The three men in blue uniforms should have warned us of the consequences, but, according to the instruction manual, their sole function is to greet and direct strangers down the path, leading to the warehouse of hidden treasures on sale. On polished stones fitted together, like gears, we pass blue pediments embalmed in hair, a row of empty barracks.

Tom, Dick, and Harry––their shirt pockets were embroidered with a message of subtly increasing size. At first, we didn’t think anything of this warning sign for the hazards of infinity, but the worms they spawned grew under our skin.

Our group leader, Hermes Trismegestus, pointed out that each path leading into the arcade was lined with identical rows of lampposts, and that all the paths radiated from a central marble arch, while retreating neatly toward the gold leaf horizon.
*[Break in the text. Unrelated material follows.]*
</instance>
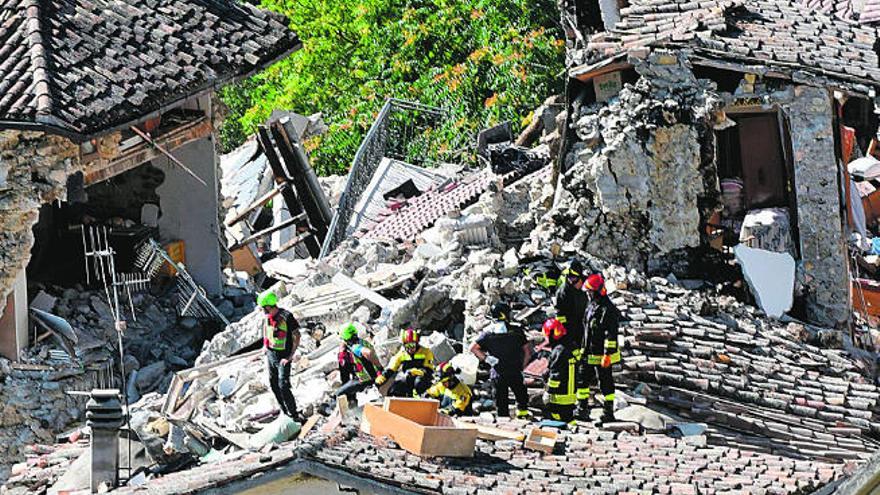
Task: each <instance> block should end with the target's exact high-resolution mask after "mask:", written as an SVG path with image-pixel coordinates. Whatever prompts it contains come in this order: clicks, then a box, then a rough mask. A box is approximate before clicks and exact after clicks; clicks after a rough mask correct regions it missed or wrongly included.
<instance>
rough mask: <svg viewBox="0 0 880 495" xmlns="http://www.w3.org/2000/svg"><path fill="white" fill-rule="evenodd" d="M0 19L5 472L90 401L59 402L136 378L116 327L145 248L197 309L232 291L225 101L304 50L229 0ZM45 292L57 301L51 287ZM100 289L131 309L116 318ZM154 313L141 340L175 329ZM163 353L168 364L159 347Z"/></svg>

It was as if a man with an inverted glass eye had invented this perspective.

What happened next to the crystal orb remains a mystery, which is why it is the subject of numerous late night television documentaries devoted to separating half-truths from complete fiction. Some of us are intrepid travelers in the labyrinth of half-truths, while others prefer to be enthralled by complete fiction, its various branches and outposts, including the ones overrun by bougainvillea. But such differences should be expected among those who guide wooden tubs to their demise for a small but earnest wage.

Sinbad’s interpretation revolved around an alchemist who first became famous in Baghdad for the invention of a garden that fit easily in a young girl’s tattooed palm, but which contained examples of flowers so rare that there is no record of them having been seen elsewhere. At dusk, herds of yellow deer emerged and munched on leaves, assiduously ignoring everything that was shiny but wasn’t colored green.

A warm, well-modulated voice calmly interrupted him.

I am not actually doing any of the speaking, but it is my voice (in its new guise) that I hear clattering outside my head, rather than just rolling around inside it, like a ball bearing in the maw of a broken machine. I have become the unwarranted object of a ventriloquist’s attention. This is how I fell out of the sky and landed in the parking lot of a truck stop that ended with the letter, “a” (Arizona, Montana, and Samoa). Since then, many months, moons, mopeds, and morons have scooted by.

Butterflies continue feeding on the corpses of old statues.

Foxes sit around and recount tricks they played on humans.

Regrettably, I have settled into a routine that includes waiting for my friends to catch up with me or, in some instances, leave me behind, alone in a forest presided over by an owl with one eye, its semi-solid mass of particles moving surreptitiously through time and space’s bumpy terrain.